M Syeduzzaman (born 27 October 1933) is a former finance secretary and member of the Central Committee of Bangladesh Krishak Sramik Awami League. He is the chairperson of Credit Rating Agency of Bangladesh Limited. He is a member of the Trustee Board of the Centre for Policy Dialogue.

== Early life and education ==
Syeduzzaman completed his HSC from Dhaka College and master's in physics from the University of Dhaka in 1956. He completed his second master's from Williams College in development economics in 1963.

== Career ==
From 1973 to 1976, Syeduzzaman was the secretary at the Ministry of Planning and the Planning Commission. He was also the Secretary at the Economic Relations Division.

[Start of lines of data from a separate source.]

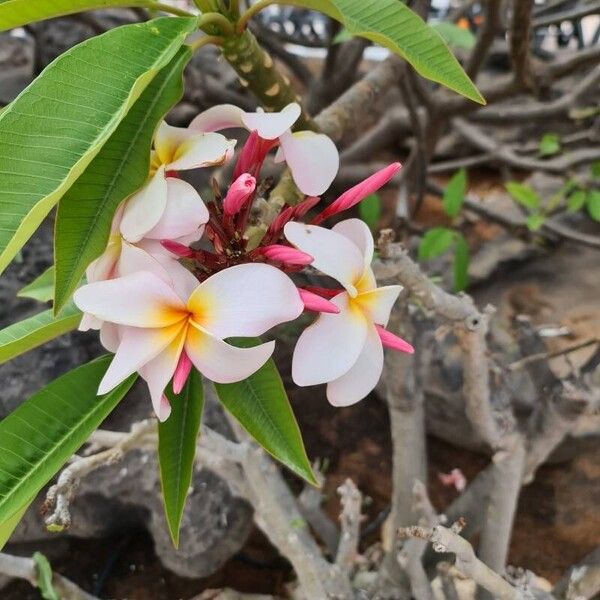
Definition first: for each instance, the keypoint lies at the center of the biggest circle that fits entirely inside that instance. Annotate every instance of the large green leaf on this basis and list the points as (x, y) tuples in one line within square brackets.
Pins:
[(44, 432), (20, 337), (41, 288), (14, 13), (261, 406), (56, 126), (177, 438), (85, 212), (393, 25)]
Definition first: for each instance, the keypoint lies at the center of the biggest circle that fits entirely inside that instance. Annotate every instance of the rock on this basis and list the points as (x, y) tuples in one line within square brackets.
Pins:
[(126, 495)]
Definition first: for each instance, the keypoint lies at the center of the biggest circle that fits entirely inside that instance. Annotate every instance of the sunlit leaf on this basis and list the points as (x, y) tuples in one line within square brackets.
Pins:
[(454, 194), (22, 336), (43, 433), (177, 438), (85, 212), (55, 127), (41, 288), (392, 24), (261, 406)]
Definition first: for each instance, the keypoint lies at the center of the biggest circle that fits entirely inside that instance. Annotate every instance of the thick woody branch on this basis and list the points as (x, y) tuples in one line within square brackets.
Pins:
[(447, 540)]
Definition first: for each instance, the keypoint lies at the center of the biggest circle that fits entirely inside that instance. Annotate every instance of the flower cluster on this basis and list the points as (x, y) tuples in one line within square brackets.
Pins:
[(178, 277)]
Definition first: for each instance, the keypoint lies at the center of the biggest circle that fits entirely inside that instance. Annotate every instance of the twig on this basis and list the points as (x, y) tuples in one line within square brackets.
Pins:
[(25, 568), (446, 540), (350, 518)]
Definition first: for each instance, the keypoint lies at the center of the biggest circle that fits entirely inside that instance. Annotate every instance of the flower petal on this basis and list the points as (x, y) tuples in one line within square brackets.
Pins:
[(330, 346), (362, 377), (201, 150), (136, 348), (137, 300), (334, 254), (221, 362), (378, 303), (223, 116), (358, 232), (144, 209), (245, 300), (270, 126), (158, 372), (313, 160), (184, 212)]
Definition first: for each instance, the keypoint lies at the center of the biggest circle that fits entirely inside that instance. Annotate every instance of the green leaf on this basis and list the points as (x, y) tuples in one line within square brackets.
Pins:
[(523, 194), (549, 144), (44, 577), (454, 194), (20, 337), (56, 126), (86, 211), (461, 263), (261, 406), (458, 37), (41, 288), (9, 525), (390, 23), (535, 221), (435, 242), (576, 201), (593, 204), (177, 438), (369, 210), (43, 433), (15, 13)]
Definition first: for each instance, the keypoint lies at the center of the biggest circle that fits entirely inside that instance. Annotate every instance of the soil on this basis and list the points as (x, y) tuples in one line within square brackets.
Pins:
[(560, 506)]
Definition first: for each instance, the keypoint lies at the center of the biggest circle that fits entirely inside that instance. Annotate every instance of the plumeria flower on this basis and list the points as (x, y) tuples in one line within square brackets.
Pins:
[(312, 157), (162, 332), (167, 207), (345, 350)]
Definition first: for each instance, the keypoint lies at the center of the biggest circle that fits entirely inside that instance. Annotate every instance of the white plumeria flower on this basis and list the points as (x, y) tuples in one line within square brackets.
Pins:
[(167, 207), (344, 350), (157, 326), (312, 157)]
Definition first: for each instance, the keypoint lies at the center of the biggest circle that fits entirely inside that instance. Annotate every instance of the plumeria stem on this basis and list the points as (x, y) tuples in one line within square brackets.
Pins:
[(218, 20), (252, 11), (205, 41)]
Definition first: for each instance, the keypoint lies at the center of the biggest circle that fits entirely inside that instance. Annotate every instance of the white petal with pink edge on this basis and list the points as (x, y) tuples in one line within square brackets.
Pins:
[(221, 362), (272, 125), (201, 150), (362, 377), (334, 254), (144, 209), (184, 212), (223, 116), (330, 346), (245, 300), (136, 348), (158, 372), (378, 303), (137, 300), (312, 158), (358, 232)]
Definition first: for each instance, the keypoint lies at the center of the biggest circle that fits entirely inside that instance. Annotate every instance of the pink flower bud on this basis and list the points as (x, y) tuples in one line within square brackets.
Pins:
[(389, 340), (239, 193), (359, 192), (182, 371), (177, 248), (316, 303), (286, 254)]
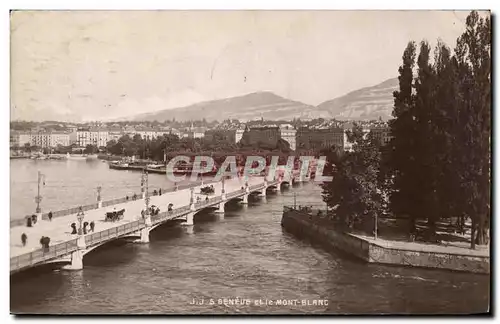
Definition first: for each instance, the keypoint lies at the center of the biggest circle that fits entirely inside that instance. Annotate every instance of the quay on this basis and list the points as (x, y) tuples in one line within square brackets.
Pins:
[(398, 253), (70, 249)]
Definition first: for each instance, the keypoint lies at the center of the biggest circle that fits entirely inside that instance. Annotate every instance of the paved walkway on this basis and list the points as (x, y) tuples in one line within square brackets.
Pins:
[(461, 248), (59, 228)]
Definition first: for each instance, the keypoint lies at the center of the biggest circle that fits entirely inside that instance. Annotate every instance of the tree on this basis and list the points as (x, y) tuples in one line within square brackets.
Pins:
[(426, 170), (474, 68), (354, 195), (400, 159), (90, 149)]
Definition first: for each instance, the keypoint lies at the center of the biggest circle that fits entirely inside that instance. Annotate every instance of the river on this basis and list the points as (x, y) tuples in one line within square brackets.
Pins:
[(244, 254)]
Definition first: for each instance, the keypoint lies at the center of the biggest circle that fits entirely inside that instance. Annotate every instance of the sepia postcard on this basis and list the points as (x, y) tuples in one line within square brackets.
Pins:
[(250, 162)]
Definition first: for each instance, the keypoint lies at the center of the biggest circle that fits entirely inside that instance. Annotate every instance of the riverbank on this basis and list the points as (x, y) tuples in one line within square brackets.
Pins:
[(388, 252)]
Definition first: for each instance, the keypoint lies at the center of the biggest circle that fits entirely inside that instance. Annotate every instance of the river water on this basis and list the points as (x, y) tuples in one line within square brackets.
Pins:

From 1976 to 1977, Syeduzzaman was the secretary at the Ministry of Finance. During that time he also served in the Board of Governors of the Bangladesh Agricultural Research Institute and the Bangladesh Rice Research Institute.

Syeduzzaman worked at the World Bank from 1977 to 1982 as external director in the section for Bangladesh, Bhutan, India, and Sri Lanka.

Syeduzzaman again served as the Secretary at the Ministry of Finance from 1982 to 1983. From 1984 to 1985, he was the chairperson of the Islamic Development Bank board of governors.

From January 1984 to December 1987, Syeduzzaman worked as the Principal Finance Secretary and Advisor to the President of Bangladesh, Hussain Mohammad Ershad. He held the rank of a cabinet minister in charge of Ministry of Finance and the Planning Ministry. He was a Member of the Board of Trustees of the International Food Policy Research Institute from 1986 to 1993.

From 1999 to 2008, Syeduzzaman was the chairperson of Bank Asia Limited. From 2002 to 2008, he was the chairperson of the Bangladesh Rice Foundation.